You can't help someone who doesn't want to help themselves.
I offered someone a job just recently, two jobs actually. It's a personal training boxing coach job. My company is for women only, by women only, but some of my female clients have approached me about the men in their life -- husband, son, neighbour, etc. They want me to train them but I don't train men so they've asked if I had a male boxing coach I'd recommend.
I won't say who I recommended but I'm sure many of you can guess.
He said he's not interested.
Despite the fact that it'd mean him coaching only 2 clients twice a week, he would be making more money than he's currently making working 8-9 hours a day, 7 days a week. But he's not interested?! I honestly don't understand. I approached him about it on Monday and then when he said he wasn't interested, I told him to hold off, just think about it more, and then let me know his final answer today.
He's still not interested.
It doesn't conflict with his current work schedule or go against any kind of work-related contract he might have or whatnot.

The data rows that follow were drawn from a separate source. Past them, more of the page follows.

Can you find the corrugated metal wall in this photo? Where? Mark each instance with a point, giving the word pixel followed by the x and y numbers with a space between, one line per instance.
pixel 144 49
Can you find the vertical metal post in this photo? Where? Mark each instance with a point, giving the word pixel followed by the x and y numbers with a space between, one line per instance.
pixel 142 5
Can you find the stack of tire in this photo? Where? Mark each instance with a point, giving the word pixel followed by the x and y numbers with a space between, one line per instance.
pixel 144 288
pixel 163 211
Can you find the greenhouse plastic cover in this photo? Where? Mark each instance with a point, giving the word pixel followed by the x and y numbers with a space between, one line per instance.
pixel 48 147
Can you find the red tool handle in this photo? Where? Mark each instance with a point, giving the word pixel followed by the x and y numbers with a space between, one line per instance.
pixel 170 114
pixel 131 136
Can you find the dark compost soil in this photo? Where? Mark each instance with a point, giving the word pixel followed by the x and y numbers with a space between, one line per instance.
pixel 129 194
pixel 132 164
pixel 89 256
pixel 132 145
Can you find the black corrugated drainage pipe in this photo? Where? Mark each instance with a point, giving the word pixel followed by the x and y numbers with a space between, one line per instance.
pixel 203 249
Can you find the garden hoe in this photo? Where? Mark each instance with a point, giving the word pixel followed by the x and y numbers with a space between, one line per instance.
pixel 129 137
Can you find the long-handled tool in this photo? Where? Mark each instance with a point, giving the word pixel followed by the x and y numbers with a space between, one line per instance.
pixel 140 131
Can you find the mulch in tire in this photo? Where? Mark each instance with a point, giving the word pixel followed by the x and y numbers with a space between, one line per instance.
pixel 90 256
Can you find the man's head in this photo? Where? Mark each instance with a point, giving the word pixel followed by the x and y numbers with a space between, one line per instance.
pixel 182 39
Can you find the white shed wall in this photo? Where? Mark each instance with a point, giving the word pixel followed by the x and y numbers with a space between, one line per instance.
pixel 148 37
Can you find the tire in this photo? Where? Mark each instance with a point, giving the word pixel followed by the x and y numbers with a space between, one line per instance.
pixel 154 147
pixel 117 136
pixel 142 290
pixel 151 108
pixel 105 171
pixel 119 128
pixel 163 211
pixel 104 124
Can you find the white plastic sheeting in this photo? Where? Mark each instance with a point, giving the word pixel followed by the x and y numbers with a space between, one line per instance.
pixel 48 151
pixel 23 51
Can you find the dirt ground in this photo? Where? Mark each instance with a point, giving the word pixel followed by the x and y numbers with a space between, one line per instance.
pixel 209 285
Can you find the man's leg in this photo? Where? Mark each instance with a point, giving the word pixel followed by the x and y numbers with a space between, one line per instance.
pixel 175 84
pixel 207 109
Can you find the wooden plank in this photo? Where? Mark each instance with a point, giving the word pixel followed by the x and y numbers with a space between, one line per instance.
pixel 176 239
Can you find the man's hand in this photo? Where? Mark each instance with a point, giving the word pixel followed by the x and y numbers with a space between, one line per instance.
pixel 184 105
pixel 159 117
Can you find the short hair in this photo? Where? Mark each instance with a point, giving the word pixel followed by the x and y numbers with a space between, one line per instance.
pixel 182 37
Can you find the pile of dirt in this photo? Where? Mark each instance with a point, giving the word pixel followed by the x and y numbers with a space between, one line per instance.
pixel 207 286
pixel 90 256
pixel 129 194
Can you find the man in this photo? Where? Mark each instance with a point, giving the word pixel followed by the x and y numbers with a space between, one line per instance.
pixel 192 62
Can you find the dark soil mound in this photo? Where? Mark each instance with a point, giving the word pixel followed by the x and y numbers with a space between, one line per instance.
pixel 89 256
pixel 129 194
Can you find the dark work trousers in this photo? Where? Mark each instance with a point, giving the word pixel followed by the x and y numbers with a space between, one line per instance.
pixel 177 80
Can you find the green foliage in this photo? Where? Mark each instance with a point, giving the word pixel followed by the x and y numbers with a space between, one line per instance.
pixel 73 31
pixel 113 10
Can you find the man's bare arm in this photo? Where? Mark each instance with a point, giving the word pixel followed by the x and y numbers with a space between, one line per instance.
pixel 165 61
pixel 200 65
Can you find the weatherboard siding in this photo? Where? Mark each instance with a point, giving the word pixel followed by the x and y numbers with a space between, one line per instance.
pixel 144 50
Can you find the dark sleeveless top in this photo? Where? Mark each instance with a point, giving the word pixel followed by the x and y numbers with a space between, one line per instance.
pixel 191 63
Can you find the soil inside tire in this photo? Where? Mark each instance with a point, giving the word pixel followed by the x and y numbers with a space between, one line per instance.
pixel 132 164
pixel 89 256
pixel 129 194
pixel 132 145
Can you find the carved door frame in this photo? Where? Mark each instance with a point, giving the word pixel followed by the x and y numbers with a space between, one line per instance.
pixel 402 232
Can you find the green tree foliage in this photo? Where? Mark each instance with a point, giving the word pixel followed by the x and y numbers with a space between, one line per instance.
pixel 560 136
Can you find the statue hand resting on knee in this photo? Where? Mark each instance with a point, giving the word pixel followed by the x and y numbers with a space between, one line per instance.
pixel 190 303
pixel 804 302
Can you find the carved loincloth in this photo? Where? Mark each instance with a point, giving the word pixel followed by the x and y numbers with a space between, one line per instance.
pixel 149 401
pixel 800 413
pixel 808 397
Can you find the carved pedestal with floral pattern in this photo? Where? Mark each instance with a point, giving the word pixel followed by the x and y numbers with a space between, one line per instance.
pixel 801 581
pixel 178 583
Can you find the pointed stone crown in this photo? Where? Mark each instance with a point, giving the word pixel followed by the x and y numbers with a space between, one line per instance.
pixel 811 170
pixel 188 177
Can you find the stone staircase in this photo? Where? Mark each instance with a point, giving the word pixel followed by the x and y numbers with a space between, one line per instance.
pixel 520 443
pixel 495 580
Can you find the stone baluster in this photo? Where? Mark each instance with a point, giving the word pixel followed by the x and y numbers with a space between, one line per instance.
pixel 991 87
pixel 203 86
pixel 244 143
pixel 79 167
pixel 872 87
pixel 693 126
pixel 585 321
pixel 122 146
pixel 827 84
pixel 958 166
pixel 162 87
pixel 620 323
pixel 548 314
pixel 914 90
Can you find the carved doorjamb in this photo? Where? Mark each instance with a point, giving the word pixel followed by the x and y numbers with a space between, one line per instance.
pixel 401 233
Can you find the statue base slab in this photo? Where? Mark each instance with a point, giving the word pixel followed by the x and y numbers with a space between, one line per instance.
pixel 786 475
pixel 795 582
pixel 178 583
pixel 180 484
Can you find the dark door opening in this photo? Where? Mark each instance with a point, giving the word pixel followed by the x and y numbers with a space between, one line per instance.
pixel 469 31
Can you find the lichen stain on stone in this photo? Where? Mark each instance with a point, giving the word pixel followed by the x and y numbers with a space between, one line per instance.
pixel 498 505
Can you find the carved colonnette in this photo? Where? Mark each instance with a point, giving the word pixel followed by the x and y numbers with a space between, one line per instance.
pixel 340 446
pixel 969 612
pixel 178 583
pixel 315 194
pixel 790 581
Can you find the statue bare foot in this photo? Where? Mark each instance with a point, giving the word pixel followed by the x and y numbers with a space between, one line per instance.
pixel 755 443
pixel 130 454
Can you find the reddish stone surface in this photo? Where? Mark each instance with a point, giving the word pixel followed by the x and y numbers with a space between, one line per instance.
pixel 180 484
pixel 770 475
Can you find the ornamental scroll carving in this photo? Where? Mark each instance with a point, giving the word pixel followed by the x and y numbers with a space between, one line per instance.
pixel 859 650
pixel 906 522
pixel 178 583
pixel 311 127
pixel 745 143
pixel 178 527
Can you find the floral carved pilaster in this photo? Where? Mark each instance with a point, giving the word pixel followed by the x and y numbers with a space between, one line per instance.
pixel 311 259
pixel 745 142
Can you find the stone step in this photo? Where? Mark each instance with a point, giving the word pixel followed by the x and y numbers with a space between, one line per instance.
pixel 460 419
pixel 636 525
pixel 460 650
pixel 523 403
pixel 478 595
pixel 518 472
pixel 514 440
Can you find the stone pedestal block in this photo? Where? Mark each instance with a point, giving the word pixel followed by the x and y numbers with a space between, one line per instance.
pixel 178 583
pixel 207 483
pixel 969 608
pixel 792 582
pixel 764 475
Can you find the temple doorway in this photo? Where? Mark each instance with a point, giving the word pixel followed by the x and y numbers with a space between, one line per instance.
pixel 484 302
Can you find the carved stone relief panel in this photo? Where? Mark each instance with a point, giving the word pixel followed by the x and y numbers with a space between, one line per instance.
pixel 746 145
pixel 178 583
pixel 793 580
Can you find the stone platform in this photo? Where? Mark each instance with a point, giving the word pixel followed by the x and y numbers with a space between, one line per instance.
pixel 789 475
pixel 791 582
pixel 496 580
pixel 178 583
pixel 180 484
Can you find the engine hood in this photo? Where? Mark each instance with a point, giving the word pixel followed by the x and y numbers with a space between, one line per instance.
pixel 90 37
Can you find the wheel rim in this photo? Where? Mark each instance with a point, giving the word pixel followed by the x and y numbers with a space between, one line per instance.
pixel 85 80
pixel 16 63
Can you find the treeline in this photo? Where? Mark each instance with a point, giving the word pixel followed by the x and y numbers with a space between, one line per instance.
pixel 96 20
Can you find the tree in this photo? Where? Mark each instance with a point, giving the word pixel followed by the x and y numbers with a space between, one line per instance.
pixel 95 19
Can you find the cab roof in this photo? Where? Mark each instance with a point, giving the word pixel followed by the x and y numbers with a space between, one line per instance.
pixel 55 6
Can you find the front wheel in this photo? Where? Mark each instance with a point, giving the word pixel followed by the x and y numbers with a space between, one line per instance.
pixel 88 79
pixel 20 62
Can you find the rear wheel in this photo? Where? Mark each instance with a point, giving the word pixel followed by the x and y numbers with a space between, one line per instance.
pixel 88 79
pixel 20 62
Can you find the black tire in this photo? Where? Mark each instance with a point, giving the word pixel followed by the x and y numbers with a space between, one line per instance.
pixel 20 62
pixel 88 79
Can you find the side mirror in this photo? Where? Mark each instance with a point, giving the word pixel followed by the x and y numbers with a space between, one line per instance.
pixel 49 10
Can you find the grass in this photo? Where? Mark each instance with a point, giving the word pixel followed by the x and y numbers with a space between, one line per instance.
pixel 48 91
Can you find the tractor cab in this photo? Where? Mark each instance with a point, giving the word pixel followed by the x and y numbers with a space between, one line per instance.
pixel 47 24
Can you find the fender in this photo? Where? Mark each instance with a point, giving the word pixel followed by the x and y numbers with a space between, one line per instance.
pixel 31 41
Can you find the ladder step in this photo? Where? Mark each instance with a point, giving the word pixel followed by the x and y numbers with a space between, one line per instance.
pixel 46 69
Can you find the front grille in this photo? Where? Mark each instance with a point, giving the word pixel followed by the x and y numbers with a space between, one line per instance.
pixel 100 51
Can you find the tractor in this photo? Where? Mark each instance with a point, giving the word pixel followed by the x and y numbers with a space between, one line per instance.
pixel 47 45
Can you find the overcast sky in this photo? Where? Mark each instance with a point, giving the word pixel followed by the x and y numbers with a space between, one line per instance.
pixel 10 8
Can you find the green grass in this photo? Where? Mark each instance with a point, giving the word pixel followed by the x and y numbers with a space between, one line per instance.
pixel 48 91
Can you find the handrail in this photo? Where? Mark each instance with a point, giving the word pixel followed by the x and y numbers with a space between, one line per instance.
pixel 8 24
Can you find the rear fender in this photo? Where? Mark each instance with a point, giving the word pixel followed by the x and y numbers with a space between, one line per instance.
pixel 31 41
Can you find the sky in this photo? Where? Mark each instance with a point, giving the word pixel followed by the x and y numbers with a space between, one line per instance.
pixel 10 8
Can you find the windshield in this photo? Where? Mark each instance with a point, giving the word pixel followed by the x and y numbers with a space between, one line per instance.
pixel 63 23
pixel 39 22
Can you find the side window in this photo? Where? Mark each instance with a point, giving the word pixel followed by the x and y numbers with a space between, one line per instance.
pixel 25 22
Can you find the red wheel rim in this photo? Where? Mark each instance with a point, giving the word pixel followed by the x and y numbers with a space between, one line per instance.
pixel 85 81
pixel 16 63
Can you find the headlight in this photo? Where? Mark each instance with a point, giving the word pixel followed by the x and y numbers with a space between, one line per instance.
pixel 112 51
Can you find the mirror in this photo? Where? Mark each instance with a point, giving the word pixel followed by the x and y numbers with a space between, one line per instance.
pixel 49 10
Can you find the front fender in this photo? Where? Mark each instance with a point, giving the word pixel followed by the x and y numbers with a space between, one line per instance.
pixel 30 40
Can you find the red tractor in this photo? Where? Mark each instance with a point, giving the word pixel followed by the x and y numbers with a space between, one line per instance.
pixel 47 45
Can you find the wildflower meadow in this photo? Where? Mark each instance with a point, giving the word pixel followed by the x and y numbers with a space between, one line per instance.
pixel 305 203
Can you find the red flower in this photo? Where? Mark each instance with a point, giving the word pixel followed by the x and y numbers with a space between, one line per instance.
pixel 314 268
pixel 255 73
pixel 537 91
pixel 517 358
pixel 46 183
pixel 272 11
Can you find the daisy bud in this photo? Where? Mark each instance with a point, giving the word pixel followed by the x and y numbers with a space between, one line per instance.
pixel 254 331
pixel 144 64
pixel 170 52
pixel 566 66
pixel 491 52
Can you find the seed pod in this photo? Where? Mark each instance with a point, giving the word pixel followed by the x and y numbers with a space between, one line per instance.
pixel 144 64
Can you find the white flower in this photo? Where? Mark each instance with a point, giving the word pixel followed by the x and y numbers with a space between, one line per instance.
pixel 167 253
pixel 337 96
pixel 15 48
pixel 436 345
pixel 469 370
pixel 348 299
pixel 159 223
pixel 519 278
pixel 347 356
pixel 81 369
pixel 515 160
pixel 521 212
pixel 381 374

Nothing about this makes sense but everything about his answer makes me confused and incredibly disappointed. To want to help someone that has the potential to really go with this and make a living that he's deserving, a living that will support the two other people depending on his pay check (his girlfriend and baby on the way), a living that his amazing set of skills and talent is much more achievable than he even knows it... it's hard to accept his lack of interest, his answer.